Spencer L. Allen argues that various Akkadian and Northwest Semitic deities’ first names are best interpreted not as proper names, but as categorical labels that mask the deities’ real first names. He lists Ba’al (‘master’ or ‘lord’) and Ishtar (‘goddess’) as examples: ‘Because Ba’al can be interpreted as a common noun that serves as a title rather than a name, many scholars accept that there were independent and distinct Ba’al deities who should not be identified with either the Mesopotamian storm-god Adad or the Levantine storm-god Hadad’. If Allen is correct, and ‘ba’al’ was understood as a categorical label rather than a personal name in 8th-century Israel, then surely the Israelites would have seen no contradiction in calling YHWH ‘my Ba’al’. Far from idolatry, this could have been seen as praise of the uniquely all-powerful YHWH. Plentiful evidence from both biblical and extra-biblical sources suggests that ‘ba’al’ did not always refer to idol worship throughout the history of Israel. The term often simply means ‘lord’ or ‘master’. J. Andrew Dearman suggests that extra-biblical Iron Age inscriptions, particularly Phonecian and Punic texts, should be given methodological priority when assessing the semantics of ‘ba’al’ in Hosea. He finds that ‘These inscriptions demonstrate a plurality of deities, both male and female, who are addressed with the appellative Baal’ (p. 615).

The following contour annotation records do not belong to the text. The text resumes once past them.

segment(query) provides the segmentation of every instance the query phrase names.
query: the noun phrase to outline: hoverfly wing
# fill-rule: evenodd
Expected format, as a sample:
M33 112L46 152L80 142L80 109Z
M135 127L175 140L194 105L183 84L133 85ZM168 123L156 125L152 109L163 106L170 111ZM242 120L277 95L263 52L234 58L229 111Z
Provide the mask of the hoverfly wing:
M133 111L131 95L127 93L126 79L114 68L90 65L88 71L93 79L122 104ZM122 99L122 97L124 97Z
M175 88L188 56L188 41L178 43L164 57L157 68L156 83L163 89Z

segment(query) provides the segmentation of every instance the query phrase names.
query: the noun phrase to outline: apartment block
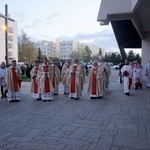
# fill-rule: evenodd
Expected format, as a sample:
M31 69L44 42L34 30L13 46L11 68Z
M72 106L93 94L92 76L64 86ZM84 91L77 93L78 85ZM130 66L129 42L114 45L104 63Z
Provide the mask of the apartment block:
M5 36L5 16L0 13L0 60L1 62L5 60L6 57L6 36ZM18 61L18 45L17 45L17 22L8 18L8 63L11 63L11 60L15 59Z

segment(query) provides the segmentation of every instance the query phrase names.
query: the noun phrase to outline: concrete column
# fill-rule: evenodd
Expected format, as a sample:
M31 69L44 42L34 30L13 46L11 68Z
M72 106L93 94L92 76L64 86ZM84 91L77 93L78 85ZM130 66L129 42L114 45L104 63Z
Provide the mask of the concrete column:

What Hosea condemned was not idolatrous worship of Ba’al Hadad of Ugarit, but incorrect worship of YHWH. He did not pit Baalism against YHWHism as two different religions vying for Israelite loyalty, but called Israel back to a greater appreciation for the covenantal aspect of her own religion. He was no mere social agitator, but a prophet. To worship in such a way that maligned the significance of the covenant for Israelite religion was, for Hosea, to forfeit Israelite identity altogether. It was no better than acting as an adulterous wife. What we see in Hosea 2.16-17 is a prophet desperately pleading for his people to live and worship in congruency with their professed identity as the chosen and covenanted people of God (p. 621).